The head of a major Russian shipyard that has worked on vessels in the country’s naval fleet died suddenly, sparking speculation online based on other similar deaths of prominent Russians this year.
Alexander Buzakov, the 66-year-old Director General of the Admiralty Shipyards for the United Shipbuilding Company, died on Saturday. No cause of death has yet been reported for the wealthy businessman, with a report from the Russian state-run news agency TASS saying that his passing was “untimely” and tragic.
“The United Shipbuilding Corporation, the Admiralty Shipyards, and the entire national shipbuilding industry have suffered an irreparable loss, as Alexander Sergeevich Buzakov, Director General of the Admiralty Shipyards, passed away at the age of 66,” United Shipbuilding wrote in a statement. “He shouldered responsibility for the most complex orders and dealt well with each of them with dignity, thus earning a great reputation both in the industry and with the county’s leadership.”
Buzakov’s company is known for specializing in non-nuclear submarines. According to its official statement, he had dedicated his life’s work to bolstering the Russian naval fleet, a commitment that lasted right up to his passing. Just a day prior to his death, Buzakov attended a float-out ceremony for his company’s latest vessel, a new submarine dubbed Velikie Luki. He had been a veteran of the business, with over 40 years of experience and 11 years at the helm of Admiralty Shipyards.
The sudden nature of Buzakov’s passing and his prominent status in the country’s business realm has led to some speculation online due to the recent trend of sudden and mysterious deaths among Russian elites within the last year. Since January, 11 so-called Russian “oligarchs” have died under suspicious circumstances, often officially explained as apparent suicides or accidents.
As noted in a report by CNN, at least four of the deaths, as of early September, befell businessmen connected to Gazprom, a major state-owned Russian energy company.
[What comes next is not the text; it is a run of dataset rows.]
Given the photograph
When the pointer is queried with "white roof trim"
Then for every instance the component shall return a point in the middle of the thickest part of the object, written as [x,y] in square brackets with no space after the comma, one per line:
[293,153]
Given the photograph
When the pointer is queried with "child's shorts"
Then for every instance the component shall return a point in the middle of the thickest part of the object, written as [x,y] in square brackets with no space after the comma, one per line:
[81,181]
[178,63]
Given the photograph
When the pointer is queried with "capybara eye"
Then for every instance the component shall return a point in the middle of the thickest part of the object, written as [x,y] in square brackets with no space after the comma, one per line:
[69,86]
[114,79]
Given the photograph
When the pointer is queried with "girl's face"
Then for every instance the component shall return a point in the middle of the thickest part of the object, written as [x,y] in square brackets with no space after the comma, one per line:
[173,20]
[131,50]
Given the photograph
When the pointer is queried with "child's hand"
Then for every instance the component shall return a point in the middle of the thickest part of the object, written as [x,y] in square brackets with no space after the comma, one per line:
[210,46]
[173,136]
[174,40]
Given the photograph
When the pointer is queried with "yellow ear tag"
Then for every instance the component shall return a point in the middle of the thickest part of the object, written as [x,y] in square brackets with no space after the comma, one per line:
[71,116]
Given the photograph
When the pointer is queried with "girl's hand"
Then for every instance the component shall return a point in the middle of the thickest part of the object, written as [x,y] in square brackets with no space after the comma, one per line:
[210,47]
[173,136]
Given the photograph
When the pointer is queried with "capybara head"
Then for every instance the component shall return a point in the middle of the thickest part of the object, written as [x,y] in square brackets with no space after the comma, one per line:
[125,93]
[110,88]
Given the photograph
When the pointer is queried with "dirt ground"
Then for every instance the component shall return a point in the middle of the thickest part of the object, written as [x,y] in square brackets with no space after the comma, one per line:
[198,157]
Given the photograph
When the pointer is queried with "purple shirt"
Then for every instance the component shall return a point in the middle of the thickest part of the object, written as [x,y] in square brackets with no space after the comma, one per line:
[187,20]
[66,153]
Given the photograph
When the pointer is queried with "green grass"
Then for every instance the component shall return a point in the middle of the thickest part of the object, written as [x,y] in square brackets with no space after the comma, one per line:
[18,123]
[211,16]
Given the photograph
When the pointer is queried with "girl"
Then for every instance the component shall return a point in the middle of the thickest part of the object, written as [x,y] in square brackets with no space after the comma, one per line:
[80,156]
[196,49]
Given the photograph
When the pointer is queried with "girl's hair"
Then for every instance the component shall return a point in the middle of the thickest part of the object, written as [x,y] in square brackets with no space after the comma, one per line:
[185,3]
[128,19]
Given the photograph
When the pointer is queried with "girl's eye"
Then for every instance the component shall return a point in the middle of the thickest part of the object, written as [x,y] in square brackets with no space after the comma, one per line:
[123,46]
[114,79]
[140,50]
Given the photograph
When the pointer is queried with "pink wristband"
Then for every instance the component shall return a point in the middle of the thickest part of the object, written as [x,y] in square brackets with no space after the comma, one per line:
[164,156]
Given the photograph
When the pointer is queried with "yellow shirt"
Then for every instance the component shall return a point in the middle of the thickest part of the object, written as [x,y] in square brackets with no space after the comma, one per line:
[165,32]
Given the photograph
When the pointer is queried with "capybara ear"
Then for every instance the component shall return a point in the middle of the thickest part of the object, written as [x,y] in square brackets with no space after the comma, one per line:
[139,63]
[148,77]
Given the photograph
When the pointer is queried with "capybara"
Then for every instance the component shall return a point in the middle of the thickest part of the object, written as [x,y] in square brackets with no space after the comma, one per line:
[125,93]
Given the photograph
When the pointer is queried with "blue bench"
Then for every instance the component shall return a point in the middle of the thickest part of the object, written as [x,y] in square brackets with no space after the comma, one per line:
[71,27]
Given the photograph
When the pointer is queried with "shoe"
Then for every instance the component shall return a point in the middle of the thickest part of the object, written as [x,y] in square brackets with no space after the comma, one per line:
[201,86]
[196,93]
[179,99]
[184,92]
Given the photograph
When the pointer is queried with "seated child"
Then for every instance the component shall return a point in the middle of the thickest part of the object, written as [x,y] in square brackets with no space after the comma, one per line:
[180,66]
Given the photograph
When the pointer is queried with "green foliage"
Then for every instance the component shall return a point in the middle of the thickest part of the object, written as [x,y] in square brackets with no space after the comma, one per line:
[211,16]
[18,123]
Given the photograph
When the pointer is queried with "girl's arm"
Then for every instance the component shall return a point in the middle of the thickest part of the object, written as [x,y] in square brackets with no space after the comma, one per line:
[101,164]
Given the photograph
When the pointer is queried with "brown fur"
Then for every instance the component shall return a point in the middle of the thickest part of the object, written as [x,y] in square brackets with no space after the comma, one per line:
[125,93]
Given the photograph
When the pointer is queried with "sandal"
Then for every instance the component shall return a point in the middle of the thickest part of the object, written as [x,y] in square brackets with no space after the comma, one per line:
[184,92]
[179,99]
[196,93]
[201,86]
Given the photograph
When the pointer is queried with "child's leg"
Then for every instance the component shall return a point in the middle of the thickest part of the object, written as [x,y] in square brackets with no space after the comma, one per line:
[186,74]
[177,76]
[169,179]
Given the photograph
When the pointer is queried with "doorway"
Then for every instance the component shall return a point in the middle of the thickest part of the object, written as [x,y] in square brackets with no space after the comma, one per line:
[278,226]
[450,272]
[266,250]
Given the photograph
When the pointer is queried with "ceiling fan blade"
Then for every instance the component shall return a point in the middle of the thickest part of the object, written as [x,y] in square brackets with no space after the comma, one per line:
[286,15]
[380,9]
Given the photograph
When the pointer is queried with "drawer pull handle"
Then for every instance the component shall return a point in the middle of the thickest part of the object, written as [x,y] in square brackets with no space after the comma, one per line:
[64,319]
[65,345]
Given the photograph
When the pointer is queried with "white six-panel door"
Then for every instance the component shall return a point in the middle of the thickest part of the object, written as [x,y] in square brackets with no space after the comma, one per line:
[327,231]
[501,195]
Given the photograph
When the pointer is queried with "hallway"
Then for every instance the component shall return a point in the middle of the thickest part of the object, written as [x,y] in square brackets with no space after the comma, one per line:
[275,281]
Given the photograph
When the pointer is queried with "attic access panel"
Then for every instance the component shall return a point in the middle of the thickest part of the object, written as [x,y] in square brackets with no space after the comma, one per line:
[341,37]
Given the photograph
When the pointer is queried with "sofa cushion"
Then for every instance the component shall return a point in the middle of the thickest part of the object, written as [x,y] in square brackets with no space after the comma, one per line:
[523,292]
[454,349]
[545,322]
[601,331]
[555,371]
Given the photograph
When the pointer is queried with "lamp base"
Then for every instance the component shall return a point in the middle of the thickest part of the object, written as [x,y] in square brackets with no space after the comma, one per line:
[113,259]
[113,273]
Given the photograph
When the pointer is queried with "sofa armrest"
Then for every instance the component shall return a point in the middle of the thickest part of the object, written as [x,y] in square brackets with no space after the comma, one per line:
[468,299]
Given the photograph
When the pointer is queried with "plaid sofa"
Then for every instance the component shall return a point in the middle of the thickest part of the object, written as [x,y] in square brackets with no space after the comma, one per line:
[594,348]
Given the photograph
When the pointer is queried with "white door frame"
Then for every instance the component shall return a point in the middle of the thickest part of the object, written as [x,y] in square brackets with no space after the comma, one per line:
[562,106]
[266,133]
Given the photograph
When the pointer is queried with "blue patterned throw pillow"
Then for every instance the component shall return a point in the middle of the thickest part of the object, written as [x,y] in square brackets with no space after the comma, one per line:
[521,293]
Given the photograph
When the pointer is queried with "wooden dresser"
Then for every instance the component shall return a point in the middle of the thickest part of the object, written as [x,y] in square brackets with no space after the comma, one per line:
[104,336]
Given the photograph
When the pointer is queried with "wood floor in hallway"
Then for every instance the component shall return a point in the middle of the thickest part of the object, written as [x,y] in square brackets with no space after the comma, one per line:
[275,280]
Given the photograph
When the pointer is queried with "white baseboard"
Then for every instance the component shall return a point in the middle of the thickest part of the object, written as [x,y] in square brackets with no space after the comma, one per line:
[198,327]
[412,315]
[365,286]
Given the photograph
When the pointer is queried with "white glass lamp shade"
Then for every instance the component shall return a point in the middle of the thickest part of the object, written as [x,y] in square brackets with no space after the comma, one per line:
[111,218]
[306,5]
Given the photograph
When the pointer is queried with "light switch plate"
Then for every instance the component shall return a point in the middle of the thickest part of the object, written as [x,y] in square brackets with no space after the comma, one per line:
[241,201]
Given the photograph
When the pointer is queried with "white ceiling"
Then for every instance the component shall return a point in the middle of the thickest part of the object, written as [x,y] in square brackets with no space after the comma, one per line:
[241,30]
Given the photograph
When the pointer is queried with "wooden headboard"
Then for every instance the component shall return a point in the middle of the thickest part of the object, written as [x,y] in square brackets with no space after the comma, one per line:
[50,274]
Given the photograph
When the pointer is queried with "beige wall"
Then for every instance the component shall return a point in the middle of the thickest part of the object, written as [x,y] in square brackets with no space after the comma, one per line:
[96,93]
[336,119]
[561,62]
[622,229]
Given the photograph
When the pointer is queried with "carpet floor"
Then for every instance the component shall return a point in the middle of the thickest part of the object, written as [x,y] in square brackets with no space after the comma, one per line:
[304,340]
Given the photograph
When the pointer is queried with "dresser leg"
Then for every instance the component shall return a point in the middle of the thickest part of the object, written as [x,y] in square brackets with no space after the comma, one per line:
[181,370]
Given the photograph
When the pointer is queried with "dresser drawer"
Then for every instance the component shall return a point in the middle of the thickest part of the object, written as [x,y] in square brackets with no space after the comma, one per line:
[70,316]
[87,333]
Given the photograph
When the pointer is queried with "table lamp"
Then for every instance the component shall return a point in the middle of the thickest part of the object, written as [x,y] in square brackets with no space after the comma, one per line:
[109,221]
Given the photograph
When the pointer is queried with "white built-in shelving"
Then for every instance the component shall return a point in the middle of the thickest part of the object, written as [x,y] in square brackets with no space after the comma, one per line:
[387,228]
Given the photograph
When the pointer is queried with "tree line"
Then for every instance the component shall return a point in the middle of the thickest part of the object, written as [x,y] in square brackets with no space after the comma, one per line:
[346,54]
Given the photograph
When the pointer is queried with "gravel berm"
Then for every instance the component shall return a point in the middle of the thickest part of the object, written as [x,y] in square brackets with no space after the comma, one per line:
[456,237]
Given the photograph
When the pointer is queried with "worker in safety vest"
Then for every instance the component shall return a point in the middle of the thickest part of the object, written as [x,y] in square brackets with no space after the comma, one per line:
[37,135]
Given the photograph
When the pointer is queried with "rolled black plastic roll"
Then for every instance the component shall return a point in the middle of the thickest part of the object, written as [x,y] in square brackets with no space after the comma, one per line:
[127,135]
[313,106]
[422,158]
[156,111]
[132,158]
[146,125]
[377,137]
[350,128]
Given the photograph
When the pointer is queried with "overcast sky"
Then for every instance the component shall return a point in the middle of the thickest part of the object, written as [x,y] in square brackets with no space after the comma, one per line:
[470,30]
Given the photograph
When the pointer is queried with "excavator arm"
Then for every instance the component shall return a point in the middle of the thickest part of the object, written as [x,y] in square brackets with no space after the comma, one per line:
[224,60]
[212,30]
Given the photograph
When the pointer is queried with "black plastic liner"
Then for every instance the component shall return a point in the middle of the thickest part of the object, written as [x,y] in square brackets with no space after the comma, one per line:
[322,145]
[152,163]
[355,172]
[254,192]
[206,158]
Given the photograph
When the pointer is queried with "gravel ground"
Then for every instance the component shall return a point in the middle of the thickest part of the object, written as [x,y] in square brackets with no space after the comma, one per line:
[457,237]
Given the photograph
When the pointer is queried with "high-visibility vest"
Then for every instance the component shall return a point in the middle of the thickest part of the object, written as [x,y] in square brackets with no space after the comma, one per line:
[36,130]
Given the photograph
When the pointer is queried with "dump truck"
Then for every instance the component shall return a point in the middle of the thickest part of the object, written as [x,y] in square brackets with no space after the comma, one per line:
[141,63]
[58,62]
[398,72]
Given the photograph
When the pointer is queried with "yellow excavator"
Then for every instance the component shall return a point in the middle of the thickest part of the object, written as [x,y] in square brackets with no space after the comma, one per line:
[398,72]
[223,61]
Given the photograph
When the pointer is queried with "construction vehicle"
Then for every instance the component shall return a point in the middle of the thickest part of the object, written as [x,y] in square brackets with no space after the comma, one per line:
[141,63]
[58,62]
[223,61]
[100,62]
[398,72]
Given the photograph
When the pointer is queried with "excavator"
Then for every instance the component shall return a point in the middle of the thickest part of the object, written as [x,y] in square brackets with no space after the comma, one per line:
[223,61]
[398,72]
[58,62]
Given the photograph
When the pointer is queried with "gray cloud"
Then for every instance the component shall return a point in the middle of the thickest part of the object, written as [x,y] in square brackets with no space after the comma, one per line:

Gazprom is notable among Russian companies, having released statements decrying Russian President Vladimir Putin‘s invasion of Ukraine earlier in the year and calling for empathy for the war’s victims. This has led to widespread speculation that these deaths have been state-ordered hits targeting major figures for not being sufficiently loyal to Putin.
The families of a handful of these prominent victims were also found dead around the same time. The official stories behind these incidents were that the oligarchs had killed their family members before taking their own lives.
Newsweek reached out to foreign defense experts for comment.